Críticas à gestão federal
Durante o evento, Kassab fez críticas contundentes à atual gestão federal, mencionando a necessidade de restaurar a credibilidade do governo diante da população. Ele destacou problemas crônicos na administração e na luta contra desvios de recursos públicos.







— A República está podre e os poderes estão contaminados com ineficiência, e isso acaba abalando a confiança da sociedade brasileira na República. Hoje consolidamos o projeto de mudança; vamos mostrar que o PSD está preparado para dar as respostas que a sociedade precisa — declarou Kassab.
Governabilidade em foco
Caiado enfatizou a importância de uma chapa que priorize a capacidade de gestão compartilhada e a estabilidade nas negociações políticas. Ele afirmou que não quer um vice apenas para fotos, mas sim um parceiro para governar de forma conjunta.
— Você tem que ter uma chapa pensando exatamente na governabilidade. O Kassab é o vice sonhado por qualquer candidato. A nossa chapa é uma realidade para o povo brasileiro — ressaltou Caiado.
Logística de campanha e apoio regional
A cerimônia contou com a ausência de importantes lideranças do partido, como os governadores Raquel Lyra (PE) e Eduardo Paes (RJ), o que levantou questionamentos. Kassab esclareceu que as ausências se devem ao foco em inaugurações antes do encerramento do prazo legal para entregas de obras.
— Os governadores têm somente mais dois dias para inaugurações. Não vamos tirar os governadores dos estados para isso — explicou Kassab.
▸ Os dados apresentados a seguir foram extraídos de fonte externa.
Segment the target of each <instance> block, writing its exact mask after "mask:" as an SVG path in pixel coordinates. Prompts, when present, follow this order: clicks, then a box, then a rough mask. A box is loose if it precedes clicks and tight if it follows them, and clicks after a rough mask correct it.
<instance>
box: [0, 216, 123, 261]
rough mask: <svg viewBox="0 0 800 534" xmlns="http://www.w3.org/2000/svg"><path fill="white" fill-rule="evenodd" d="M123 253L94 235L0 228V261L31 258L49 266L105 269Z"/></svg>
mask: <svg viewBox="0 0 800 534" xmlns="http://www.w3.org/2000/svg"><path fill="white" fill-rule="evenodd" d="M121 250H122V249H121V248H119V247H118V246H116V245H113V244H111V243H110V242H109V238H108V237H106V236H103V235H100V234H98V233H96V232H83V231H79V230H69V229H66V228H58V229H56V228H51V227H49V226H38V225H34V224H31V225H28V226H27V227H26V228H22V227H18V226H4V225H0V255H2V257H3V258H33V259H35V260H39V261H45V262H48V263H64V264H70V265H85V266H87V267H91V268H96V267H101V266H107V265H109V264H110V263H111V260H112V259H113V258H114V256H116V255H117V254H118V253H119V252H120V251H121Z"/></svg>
Ele também afirmou que os estados terão autonomia para formar alianças e abordagens próprias nas eleições, destacando a capilaridade nacional do PSD, com apoio em várias regiões do Brasil.
Projeções financeiras
A chapa presidencial também anunciou planos para injeção de recursos nas áreas sociais, prevendo uma arrecadação superior a R$ 1 bilhão através de cortes administrativos. Kassab criticou a falta de transparência na gestão atual e a necessidade de uma reforma administrativa eficaz.
— Sem esses subsídios e privilégios que não precisam existir, poderíamos ultrapassar mais de R$ 1 bilhão para investir em infraestrutura, saúde, segurança e educação — concluiu Kassab.